We reached the coaching center just as a black motorbike pulled up. The rider took off his helmet, revealing the sharp, calm features of Kabir Bhalla. At nineteen, Kabir had a gravity to him that made the chaotic Delhi traffic seem to pause.

"You're five minutes late, Swara," Kabir said, though his eyes were crinkling at the corners. He handed me a folder of notes. "And you forgot your pen. Again."

"I have Ananya for that," I said, pulling her forward. "Bhaiya, this is Ananya. She's the smartest girl in the 11th grade. Ananya, this is Kabir, the guy who thinks he's my second father."

Kabir looked at Ananya, giving her a polite, brotherly nod. "Nice to meet you, Ananya. Thank you for looking after this disaster."

"Hey!" I protested, punching his arm.

Kabir laughed, but then his gaze shifted over my shoulder toward the street. His expression hardened. "Is Ishaan home?"

"Yeah, he's brooding in the gym," I said.

Kabir sighed. "Tell him I'm coming over tonight. We need to talk about the 'Incident.' He can't keep avoiding Arth forever."

I felt the mood shift. The "Incident." The wall that had been built between our families. I looked at Ananya; she looked confused, her dark eyes flitting between us. She had no idea she was standing in the middle of a battlefield.

"Go on, get to class," Kabir said, ruffling my hair in a way that made my heart do a stupid backflip. "I'll be waiting outside when you're done. It's getting dark, and Delhi isn't safe for two girls on a scooty after 7:00."

[The Silent Watcher]

POV: Arth Rathore

I sat at my desk in the Residency, the lamp casting a cold, LED glow over my textbooks. My GPS tracker showed Ananya's phone was at a location in Malviya Nagar. A coaching center.

Why would she go there? We had the best private tutors money could buy.

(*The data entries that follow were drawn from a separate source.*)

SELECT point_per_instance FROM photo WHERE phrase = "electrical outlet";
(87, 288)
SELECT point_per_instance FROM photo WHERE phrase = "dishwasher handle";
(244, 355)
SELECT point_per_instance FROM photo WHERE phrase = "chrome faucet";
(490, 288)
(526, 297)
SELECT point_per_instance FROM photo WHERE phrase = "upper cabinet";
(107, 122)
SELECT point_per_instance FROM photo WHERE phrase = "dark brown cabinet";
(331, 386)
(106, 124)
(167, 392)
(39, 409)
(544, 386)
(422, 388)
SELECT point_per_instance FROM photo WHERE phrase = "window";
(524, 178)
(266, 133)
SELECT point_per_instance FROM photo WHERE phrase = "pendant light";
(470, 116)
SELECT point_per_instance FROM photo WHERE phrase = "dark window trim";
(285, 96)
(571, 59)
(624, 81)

I looked at a photo on my desk—one I'd taken of her in the library last week. She was looking at a book, a stray lock of hair falling over her face. My heart ached with a possessiveness that I knew was unhealthy, but I couldn't stop it.

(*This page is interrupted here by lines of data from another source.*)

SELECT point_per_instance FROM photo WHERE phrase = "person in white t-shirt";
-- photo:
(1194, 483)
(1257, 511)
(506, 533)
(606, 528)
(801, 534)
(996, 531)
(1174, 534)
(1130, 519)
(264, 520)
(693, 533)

I had loved her from the moment she stepped out of that car from Chennai. She was the only thing in my life that didn't feel like a political maneuver.

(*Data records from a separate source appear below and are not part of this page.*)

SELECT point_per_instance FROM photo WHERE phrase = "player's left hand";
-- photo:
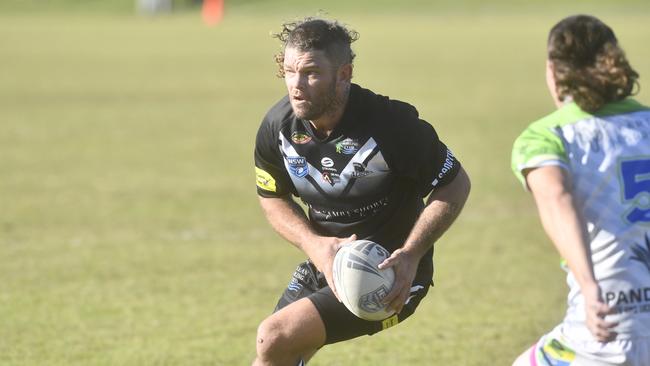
(405, 266)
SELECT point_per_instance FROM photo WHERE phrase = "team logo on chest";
(300, 138)
(348, 146)
(298, 166)
(327, 162)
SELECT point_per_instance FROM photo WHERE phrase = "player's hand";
(323, 253)
(405, 266)
(596, 310)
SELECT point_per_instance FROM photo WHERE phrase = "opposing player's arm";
(289, 220)
(442, 207)
(551, 188)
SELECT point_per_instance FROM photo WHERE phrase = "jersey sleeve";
(421, 155)
(270, 174)
(537, 146)
(436, 164)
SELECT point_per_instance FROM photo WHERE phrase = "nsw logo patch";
(298, 166)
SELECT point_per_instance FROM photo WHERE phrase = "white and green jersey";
(607, 155)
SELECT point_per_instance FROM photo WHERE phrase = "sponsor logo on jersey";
(360, 171)
(446, 167)
(348, 146)
(300, 138)
(331, 178)
(298, 166)
(641, 253)
(390, 322)
(359, 212)
(557, 353)
(264, 180)
(327, 162)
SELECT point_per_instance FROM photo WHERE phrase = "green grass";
(130, 232)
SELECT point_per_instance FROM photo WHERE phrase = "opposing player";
(362, 163)
(588, 168)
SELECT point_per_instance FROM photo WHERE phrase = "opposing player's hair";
(311, 34)
(588, 64)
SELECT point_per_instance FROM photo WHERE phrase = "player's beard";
(319, 106)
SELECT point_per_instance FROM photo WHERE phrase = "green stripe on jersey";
(540, 143)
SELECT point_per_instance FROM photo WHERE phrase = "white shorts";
(554, 349)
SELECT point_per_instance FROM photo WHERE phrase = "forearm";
(566, 230)
(442, 208)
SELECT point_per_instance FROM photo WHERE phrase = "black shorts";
(340, 323)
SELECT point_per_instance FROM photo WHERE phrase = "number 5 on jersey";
(635, 177)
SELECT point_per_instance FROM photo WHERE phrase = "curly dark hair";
(588, 64)
(311, 34)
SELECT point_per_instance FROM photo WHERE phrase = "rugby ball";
(359, 283)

"I'll protect you, Ananya," I whispered to the empty room. "Even if I have to protect you from yourself."

I picked up my phone and dialed Wishakha.

"Wish? It's me. I need you to do something for me. Take your camera to that coaching center in Malviya. Find out who Ananya is meeting."

There was a long pause on the other end. "Arth... let her breathe. You're going to lose her if you squeeze too tight."

"I'm not losing her," I said, my voice turning to ice. "I'm just making sure she doesn't fall into the wrong hands. Specifically, his hands."